LaGory and others argue while HOPE VI and other ambitious projects may turn things around for a small number of individuals, real progress in the housing market here in Birmingham can only come through a concerted effort that bridges government and the private sector. Democratic Congressman Artur Davis agrees.

“There will always be pockets of cities that are not livable. But we’ve got to find ways to reduce those pockets and to create as much attractive living space for people of all income levels. Because it becomes a cycle – if you have a blighted area you get more blight. You have more economic distress develop around it. similarly if you can tur the corner and build attractive living spaces it makes it easier for retail shops to locate there. It makes it easier for other developers to look at the community. We’ve got to figure a way to stay on the positive side of that curve.”

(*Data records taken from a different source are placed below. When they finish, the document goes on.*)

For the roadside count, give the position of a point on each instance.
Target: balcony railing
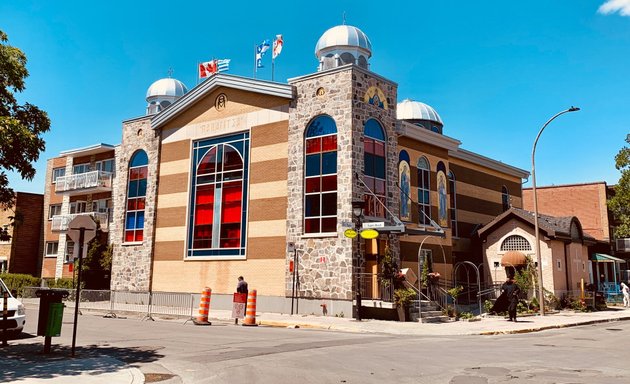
(60, 222)
(99, 180)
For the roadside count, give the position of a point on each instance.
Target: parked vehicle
(16, 316)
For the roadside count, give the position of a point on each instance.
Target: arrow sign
(82, 221)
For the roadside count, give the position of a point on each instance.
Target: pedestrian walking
(241, 286)
(626, 294)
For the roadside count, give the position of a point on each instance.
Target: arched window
(374, 162)
(404, 183)
(505, 198)
(424, 191)
(219, 197)
(320, 176)
(453, 200)
(515, 243)
(136, 197)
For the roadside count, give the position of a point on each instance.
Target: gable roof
(216, 81)
(551, 226)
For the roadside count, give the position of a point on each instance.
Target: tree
(21, 126)
(619, 204)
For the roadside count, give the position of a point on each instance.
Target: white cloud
(612, 6)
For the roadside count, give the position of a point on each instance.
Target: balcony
(82, 183)
(623, 245)
(60, 222)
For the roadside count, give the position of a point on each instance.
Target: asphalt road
(224, 353)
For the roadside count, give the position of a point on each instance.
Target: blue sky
(494, 70)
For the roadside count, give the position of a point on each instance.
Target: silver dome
(343, 36)
(415, 110)
(167, 87)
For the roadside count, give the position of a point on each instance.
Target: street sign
(369, 233)
(376, 224)
(351, 233)
(239, 302)
(82, 221)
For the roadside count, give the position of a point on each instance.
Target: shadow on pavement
(24, 361)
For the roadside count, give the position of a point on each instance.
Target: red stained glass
(208, 163)
(311, 226)
(379, 148)
(313, 145)
(329, 183)
(312, 185)
(368, 145)
(329, 143)
(142, 172)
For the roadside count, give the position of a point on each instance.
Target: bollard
(250, 312)
(204, 308)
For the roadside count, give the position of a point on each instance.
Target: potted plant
(403, 297)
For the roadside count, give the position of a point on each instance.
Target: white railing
(60, 222)
(93, 179)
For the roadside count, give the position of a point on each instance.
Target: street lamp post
(541, 297)
(357, 211)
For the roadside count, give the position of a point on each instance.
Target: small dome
(513, 259)
(415, 110)
(341, 45)
(343, 36)
(167, 87)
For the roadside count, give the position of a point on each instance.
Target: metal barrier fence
(113, 302)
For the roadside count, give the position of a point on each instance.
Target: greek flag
(260, 52)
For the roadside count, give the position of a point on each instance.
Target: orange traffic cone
(250, 311)
(204, 308)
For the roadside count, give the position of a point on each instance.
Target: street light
(541, 297)
(357, 211)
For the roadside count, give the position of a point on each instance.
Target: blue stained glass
(313, 165)
(131, 220)
(379, 167)
(374, 130)
(133, 189)
(320, 126)
(140, 220)
(138, 159)
(329, 163)
(142, 187)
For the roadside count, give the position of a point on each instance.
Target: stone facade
(131, 263)
(325, 262)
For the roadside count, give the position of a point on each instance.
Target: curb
(556, 326)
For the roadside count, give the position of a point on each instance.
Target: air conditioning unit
(623, 245)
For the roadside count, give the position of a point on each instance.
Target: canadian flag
(207, 69)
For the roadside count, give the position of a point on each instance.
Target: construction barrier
(250, 312)
(204, 308)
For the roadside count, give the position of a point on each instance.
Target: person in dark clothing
(512, 293)
(241, 287)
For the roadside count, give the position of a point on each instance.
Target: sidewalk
(101, 369)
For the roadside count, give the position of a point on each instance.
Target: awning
(604, 258)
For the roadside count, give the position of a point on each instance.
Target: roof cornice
(421, 134)
(221, 80)
(474, 158)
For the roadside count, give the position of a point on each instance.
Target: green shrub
(16, 281)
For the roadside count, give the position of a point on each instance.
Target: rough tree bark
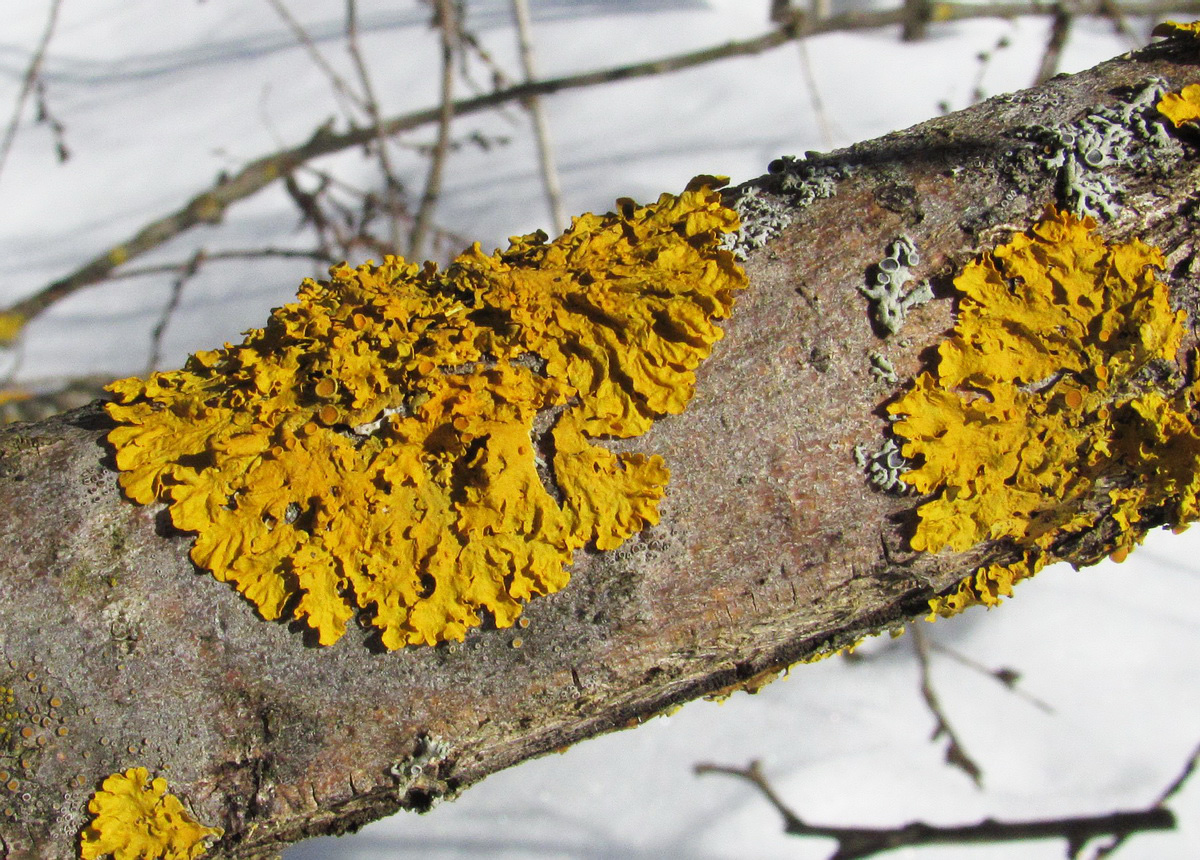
(117, 651)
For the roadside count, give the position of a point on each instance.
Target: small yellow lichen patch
(133, 818)
(1181, 107)
(1174, 28)
(373, 446)
(1048, 389)
(11, 325)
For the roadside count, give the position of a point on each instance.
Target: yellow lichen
(1174, 28)
(1181, 107)
(373, 445)
(133, 818)
(11, 325)
(1048, 401)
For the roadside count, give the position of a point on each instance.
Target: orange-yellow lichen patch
(1049, 388)
(1181, 107)
(1174, 28)
(373, 445)
(135, 818)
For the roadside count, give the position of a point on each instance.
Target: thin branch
(1181, 780)
(1008, 678)
(810, 82)
(541, 131)
(317, 254)
(862, 842)
(1060, 29)
(917, 17)
(447, 19)
(186, 272)
(955, 753)
(208, 206)
(341, 89)
(29, 82)
(393, 187)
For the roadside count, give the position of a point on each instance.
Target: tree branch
(773, 546)
(208, 208)
(863, 842)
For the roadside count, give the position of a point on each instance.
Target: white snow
(157, 98)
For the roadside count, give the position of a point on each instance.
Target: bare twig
(955, 753)
(1060, 29)
(186, 272)
(541, 131)
(862, 842)
(810, 80)
(447, 20)
(29, 83)
(342, 90)
(1181, 780)
(917, 17)
(393, 188)
(1008, 678)
(209, 205)
(318, 254)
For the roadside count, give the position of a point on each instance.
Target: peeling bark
(772, 547)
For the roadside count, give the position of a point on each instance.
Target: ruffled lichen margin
(1056, 401)
(136, 818)
(381, 445)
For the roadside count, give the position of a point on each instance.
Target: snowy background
(156, 98)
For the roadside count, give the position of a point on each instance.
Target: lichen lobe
(371, 447)
(136, 818)
(1048, 408)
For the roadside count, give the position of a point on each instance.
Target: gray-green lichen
(883, 467)
(1089, 154)
(766, 206)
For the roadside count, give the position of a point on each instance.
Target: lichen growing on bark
(135, 818)
(1055, 401)
(373, 446)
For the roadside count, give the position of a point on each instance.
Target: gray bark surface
(772, 546)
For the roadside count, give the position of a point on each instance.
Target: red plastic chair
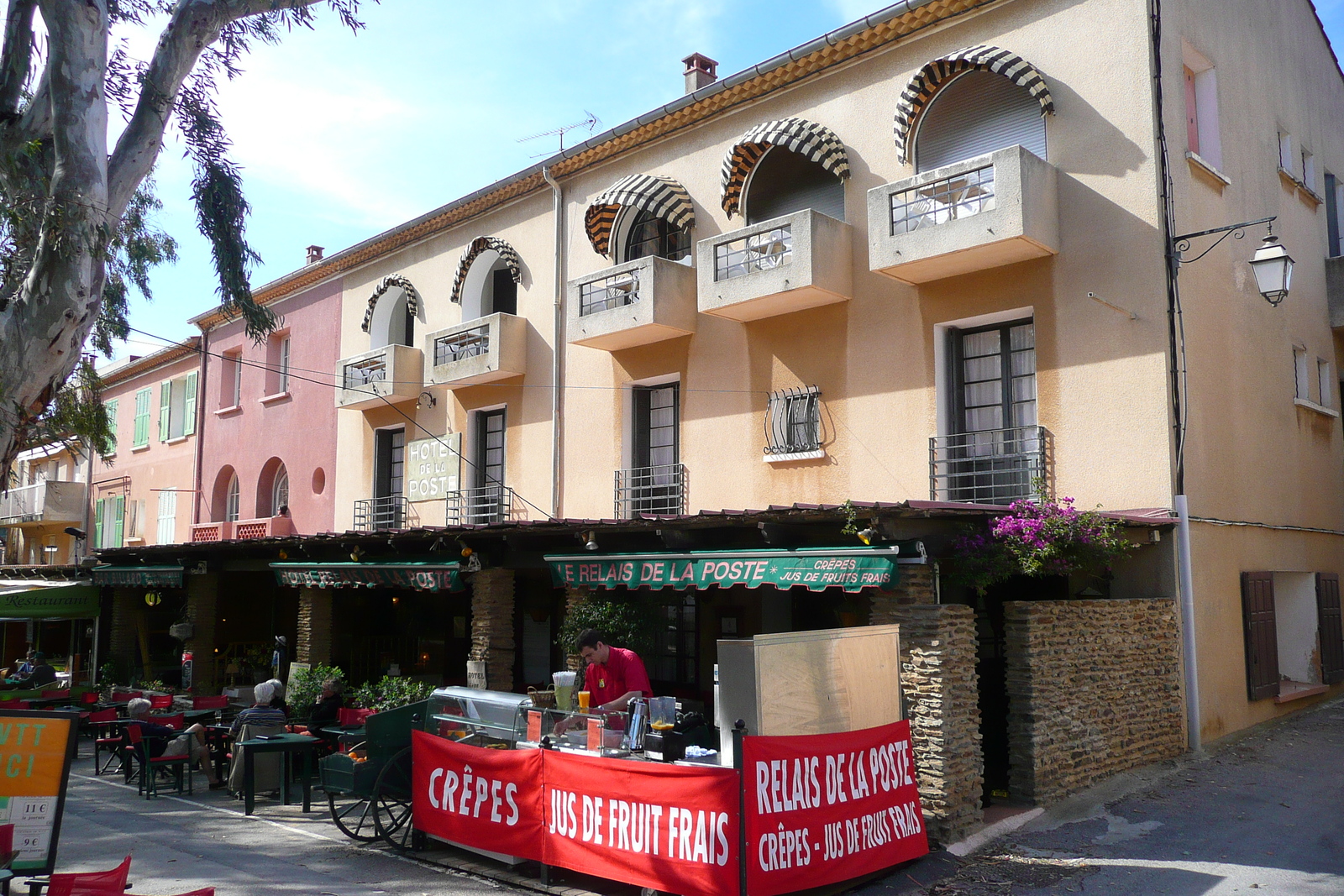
(105, 738)
(175, 720)
(150, 766)
(96, 883)
(353, 718)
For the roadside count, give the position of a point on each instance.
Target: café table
(286, 746)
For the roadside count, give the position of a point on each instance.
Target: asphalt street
(178, 844)
(1263, 815)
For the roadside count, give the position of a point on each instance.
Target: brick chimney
(699, 71)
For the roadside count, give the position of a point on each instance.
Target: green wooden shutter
(165, 409)
(118, 524)
(188, 406)
(141, 434)
(112, 426)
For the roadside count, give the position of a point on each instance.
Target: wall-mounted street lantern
(1270, 264)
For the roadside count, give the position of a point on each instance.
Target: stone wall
(1093, 689)
(492, 626)
(313, 640)
(942, 694)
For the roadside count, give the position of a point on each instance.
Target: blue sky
(343, 136)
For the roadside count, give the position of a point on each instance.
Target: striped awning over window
(660, 196)
(927, 80)
(383, 285)
(474, 250)
(796, 134)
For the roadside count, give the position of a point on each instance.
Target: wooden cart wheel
(391, 806)
(354, 815)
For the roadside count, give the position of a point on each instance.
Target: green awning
(39, 600)
(414, 575)
(813, 569)
(138, 577)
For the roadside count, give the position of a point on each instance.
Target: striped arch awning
(927, 80)
(658, 195)
(383, 285)
(796, 134)
(474, 250)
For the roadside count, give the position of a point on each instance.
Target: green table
(288, 746)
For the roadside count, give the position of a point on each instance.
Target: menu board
(35, 754)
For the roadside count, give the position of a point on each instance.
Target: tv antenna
(591, 123)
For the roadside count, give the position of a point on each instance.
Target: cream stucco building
(944, 277)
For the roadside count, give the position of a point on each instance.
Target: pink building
(143, 492)
(269, 422)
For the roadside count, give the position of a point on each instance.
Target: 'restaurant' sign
(822, 809)
(669, 828)
(783, 570)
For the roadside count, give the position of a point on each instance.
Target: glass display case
(488, 719)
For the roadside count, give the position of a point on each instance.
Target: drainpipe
(201, 426)
(558, 349)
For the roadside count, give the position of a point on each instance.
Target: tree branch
(194, 26)
(17, 60)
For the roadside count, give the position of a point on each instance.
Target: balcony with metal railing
(974, 215)
(774, 268)
(49, 501)
(479, 351)
(373, 379)
(480, 506)
(386, 512)
(651, 490)
(633, 304)
(991, 466)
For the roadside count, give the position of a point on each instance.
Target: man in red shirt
(615, 676)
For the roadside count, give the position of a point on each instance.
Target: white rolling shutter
(978, 113)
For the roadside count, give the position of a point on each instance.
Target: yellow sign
(34, 766)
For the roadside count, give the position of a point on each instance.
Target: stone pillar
(202, 611)
(942, 701)
(492, 626)
(313, 644)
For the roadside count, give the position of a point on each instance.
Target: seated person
(40, 674)
(279, 700)
(326, 712)
(261, 714)
(161, 741)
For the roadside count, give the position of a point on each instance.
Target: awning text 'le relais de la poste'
(813, 569)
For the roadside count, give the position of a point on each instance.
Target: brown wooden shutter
(1261, 634)
(1328, 618)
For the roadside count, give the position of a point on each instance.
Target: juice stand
(499, 775)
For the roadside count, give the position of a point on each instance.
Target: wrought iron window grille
(759, 251)
(793, 421)
(468, 343)
(942, 201)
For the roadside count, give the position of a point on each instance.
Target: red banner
(483, 799)
(822, 809)
(671, 828)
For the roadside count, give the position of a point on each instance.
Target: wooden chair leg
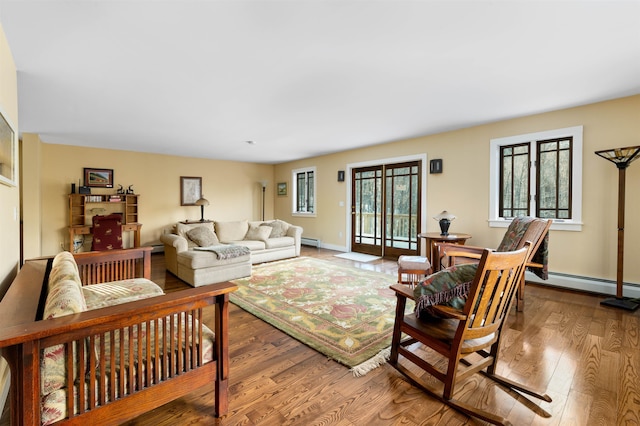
(520, 296)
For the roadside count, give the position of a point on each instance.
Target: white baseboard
(592, 285)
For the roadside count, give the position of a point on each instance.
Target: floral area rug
(344, 312)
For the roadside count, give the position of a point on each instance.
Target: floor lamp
(621, 157)
(263, 183)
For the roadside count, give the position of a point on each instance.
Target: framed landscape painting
(190, 190)
(98, 178)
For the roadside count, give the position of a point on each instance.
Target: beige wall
(463, 187)
(9, 195)
(231, 187)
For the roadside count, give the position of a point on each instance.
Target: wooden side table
(432, 238)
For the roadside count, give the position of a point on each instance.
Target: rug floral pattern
(342, 311)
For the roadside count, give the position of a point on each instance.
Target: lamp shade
(202, 202)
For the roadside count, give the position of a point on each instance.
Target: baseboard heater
(311, 242)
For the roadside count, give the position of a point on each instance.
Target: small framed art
(190, 190)
(98, 178)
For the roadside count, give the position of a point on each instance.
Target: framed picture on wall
(282, 188)
(98, 178)
(190, 190)
(8, 152)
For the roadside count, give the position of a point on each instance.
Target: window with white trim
(538, 174)
(304, 191)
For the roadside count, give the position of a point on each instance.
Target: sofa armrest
(179, 243)
(295, 232)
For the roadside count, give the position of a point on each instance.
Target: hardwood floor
(587, 357)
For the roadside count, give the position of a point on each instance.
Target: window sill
(557, 225)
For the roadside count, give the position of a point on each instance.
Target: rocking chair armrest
(403, 290)
(449, 312)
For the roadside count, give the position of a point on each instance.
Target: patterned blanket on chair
(512, 238)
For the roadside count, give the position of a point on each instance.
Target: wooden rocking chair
(459, 335)
(521, 230)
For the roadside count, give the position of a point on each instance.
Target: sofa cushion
(203, 236)
(231, 231)
(117, 292)
(258, 233)
(280, 228)
(64, 267)
(64, 298)
(252, 245)
(192, 259)
(280, 242)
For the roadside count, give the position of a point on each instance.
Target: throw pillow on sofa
(203, 236)
(258, 233)
(280, 228)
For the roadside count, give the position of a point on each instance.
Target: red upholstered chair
(107, 232)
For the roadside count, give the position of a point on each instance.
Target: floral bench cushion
(117, 292)
(67, 296)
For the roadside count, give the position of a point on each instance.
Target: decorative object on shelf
(203, 202)
(190, 190)
(444, 219)
(282, 188)
(435, 166)
(621, 157)
(263, 183)
(98, 178)
(8, 152)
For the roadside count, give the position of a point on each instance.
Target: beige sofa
(212, 252)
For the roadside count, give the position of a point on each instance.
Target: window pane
(514, 188)
(554, 178)
(310, 194)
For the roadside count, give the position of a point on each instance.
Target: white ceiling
(305, 78)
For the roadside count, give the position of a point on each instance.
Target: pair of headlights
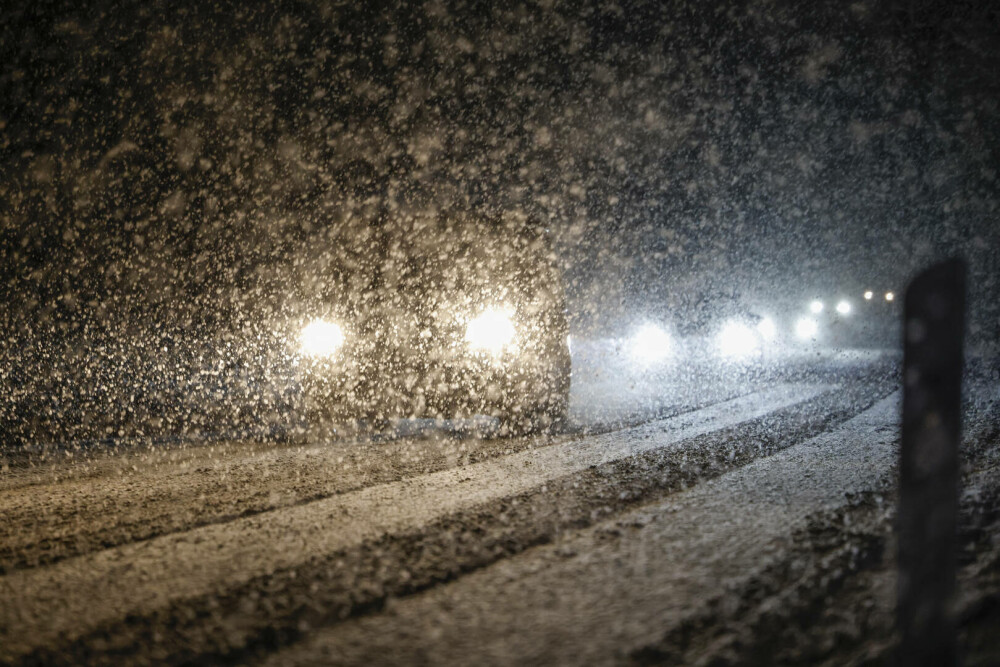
(492, 332)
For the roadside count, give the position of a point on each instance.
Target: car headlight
(491, 331)
(321, 338)
(650, 343)
(737, 339)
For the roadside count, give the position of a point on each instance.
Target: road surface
(742, 520)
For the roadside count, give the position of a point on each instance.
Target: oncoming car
(433, 315)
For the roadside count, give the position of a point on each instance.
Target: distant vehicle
(438, 315)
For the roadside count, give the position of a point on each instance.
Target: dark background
(159, 159)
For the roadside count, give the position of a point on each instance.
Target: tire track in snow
(76, 596)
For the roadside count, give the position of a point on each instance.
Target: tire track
(235, 616)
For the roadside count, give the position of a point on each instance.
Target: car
(438, 314)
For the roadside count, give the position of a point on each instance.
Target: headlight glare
(321, 338)
(492, 331)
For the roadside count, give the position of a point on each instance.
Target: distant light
(737, 340)
(491, 331)
(650, 343)
(321, 338)
(806, 328)
(767, 329)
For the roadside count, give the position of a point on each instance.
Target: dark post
(934, 318)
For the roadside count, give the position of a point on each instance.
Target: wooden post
(933, 325)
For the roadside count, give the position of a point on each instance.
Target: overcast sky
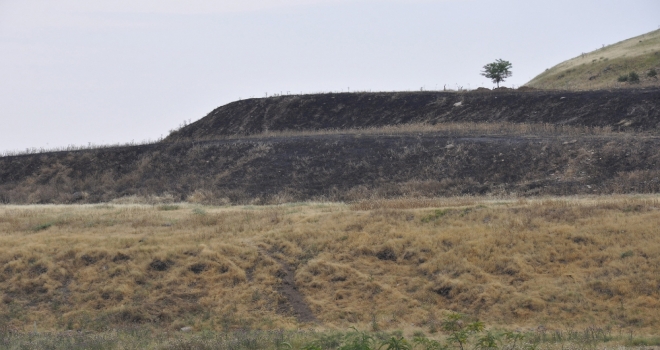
(100, 72)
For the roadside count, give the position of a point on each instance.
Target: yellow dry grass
(557, 262)
(600, 68)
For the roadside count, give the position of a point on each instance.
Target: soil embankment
(198, 164)
(621, 109)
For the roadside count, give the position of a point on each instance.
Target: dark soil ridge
(295, 301)
(625, 109)
(339, 167)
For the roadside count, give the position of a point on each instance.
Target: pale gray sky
(81, 71)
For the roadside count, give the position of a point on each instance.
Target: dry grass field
(555, 263)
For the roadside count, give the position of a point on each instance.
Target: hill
(602, 68)
(636, 109)
(337, 148)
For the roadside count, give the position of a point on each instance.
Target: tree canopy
(497, 71)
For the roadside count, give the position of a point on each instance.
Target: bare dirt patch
(295, 301)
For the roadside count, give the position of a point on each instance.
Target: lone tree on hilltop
(497, 71)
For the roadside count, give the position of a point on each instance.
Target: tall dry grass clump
(556, 262)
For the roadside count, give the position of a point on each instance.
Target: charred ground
(525, 143)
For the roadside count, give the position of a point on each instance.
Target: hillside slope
(638, 110)
(343, 167)
(370, 146)
(601, 69)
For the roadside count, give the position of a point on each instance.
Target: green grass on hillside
(603, 68)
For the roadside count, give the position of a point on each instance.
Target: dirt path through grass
(295, 300)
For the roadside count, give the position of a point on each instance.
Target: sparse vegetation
(509, 262)
(607, 67)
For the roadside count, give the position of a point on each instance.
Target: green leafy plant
(358, 341)
(497, 71)
(487, 341)
(396, 343)
(459, 332)
(428, 344)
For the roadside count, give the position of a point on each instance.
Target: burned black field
(348, 147)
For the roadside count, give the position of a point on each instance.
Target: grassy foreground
(551, 264)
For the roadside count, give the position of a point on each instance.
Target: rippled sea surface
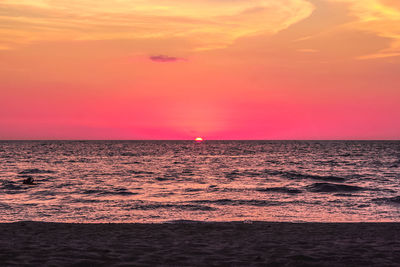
(159, 181)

“Until you bring the amenities downtown the people will not come.”

Again, HOPE VI coordinator Juandalynn Givan.

“Some will come, just as they are doing. But if I have to live downtown and still drive to Hoover to get to a major department store that’s not just open Monday through Friday and it shuts down at normal business hours at 5 o’clock – I’m not coming!”

So it’s the classic chicken and egg scenario: it’s hard to get people to move downtown and to other blighted areas of Birmingham if basic services like drug stores and supermarkets aren’t nearby. But developers aren’t willing to bank on promises that if they build it – people will come. It’s a vicious cycle some Birmingham residents know all too well.